Key objectives of the PhD thesis include scaling neural operators for real-world 3D problems, overcoming spatial domain size limitations, and leveraging multiscale approaches. The proposal emphasizes developing transfer learning strategies to handle dataset shifts and enhance model efficiency. Additionally, it aims to investigate data augmentation techniques and super-resolution generative methodsfor realistic broadband solutions. Finally, a framework based on neural operators will be developed for uncertainty quantification purpose, focusing on posterior probability distributions in high-dimensional spaces through diffusion models. This combination of generative AI and neural operators will be tested on real case scenarios, involving probabilistic seismic hazard estimation over large regions with poor historical observations.

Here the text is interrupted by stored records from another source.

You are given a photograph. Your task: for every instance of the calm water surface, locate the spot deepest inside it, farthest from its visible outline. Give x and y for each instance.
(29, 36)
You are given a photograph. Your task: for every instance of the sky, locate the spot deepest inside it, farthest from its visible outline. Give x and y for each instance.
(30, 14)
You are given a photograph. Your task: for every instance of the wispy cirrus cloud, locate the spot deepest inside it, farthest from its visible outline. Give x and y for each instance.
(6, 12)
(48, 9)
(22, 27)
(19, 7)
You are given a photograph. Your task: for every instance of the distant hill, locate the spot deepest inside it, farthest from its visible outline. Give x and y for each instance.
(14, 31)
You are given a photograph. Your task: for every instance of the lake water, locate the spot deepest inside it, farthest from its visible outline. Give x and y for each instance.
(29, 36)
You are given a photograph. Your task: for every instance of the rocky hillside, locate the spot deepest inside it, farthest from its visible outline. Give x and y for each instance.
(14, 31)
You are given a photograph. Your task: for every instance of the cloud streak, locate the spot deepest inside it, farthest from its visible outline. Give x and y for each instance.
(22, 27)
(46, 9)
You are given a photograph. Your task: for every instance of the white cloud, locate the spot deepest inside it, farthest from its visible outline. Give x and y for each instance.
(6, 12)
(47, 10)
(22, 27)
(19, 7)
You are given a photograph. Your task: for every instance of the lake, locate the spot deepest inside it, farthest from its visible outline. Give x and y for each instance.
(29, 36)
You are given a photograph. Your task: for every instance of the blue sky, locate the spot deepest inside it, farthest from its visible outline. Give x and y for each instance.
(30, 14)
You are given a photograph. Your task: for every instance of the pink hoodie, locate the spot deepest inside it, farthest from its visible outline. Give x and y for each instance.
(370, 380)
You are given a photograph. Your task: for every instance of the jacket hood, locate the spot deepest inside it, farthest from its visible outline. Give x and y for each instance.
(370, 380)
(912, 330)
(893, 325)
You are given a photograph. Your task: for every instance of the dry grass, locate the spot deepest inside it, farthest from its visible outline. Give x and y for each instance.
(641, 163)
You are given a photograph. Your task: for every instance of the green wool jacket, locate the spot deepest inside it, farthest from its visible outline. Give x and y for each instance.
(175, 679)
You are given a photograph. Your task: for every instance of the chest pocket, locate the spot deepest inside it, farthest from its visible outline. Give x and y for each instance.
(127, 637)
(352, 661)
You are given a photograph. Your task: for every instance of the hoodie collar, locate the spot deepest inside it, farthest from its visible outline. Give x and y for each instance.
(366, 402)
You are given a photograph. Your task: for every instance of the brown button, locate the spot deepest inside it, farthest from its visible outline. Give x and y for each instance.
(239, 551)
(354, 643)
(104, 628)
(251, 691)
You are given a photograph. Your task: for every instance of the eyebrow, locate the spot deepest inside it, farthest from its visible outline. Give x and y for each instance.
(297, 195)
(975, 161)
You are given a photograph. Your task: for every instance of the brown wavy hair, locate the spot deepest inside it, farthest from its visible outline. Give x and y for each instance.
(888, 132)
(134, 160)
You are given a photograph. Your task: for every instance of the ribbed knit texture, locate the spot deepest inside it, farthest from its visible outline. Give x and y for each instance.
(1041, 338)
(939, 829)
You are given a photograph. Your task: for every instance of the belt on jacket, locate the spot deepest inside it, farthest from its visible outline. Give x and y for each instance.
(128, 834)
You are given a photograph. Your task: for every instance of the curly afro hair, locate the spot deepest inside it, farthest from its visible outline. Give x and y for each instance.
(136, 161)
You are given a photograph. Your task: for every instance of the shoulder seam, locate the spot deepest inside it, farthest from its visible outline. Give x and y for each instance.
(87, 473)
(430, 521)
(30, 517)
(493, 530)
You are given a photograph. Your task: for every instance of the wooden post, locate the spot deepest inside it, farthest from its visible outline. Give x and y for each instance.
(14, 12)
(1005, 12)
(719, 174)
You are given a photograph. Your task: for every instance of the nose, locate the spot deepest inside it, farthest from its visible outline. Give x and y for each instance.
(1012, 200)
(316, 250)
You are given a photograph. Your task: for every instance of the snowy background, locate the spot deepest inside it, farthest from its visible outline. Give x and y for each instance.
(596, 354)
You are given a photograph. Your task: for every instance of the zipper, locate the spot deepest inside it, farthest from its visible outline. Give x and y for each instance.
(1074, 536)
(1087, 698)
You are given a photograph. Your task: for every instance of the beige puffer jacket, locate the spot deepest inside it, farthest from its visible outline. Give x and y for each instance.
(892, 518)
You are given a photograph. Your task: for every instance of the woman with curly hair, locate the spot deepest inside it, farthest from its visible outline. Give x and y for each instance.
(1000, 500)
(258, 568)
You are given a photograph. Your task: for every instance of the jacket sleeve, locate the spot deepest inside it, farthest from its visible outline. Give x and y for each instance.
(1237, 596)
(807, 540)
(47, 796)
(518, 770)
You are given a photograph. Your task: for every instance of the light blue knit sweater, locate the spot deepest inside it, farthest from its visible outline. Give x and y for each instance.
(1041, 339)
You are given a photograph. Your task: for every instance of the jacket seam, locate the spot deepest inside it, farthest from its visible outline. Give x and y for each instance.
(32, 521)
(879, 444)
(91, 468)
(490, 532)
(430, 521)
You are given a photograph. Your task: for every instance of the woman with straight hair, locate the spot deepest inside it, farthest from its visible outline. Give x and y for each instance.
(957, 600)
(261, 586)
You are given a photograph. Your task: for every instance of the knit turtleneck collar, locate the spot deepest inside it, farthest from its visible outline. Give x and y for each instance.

More details about the PhD topic: https://adum.fr/as/ed/voirproposition.pl?site=adumR&matricule_prop=59433#version

This PhD topic is participating to the Université Paris-Saclay EU COFUND DeMythif.AI program: https://www.dataia.eu/en/node/1162. It is especially advertised to international students who have spent less than 12 months in France in the last 3 years. The candidates will be evaluated by a jury who will select 20 PhD to start in fall 2025. The successful candidates will be fully funded for 3 years (monthly gross salary 2 430 €, mobility indemnities 3 000€ and financial support to the host laboratories 10 000 €), have access to specific scientific and non-scientific training, and be fully part of the Université Paris-Saclay AI community.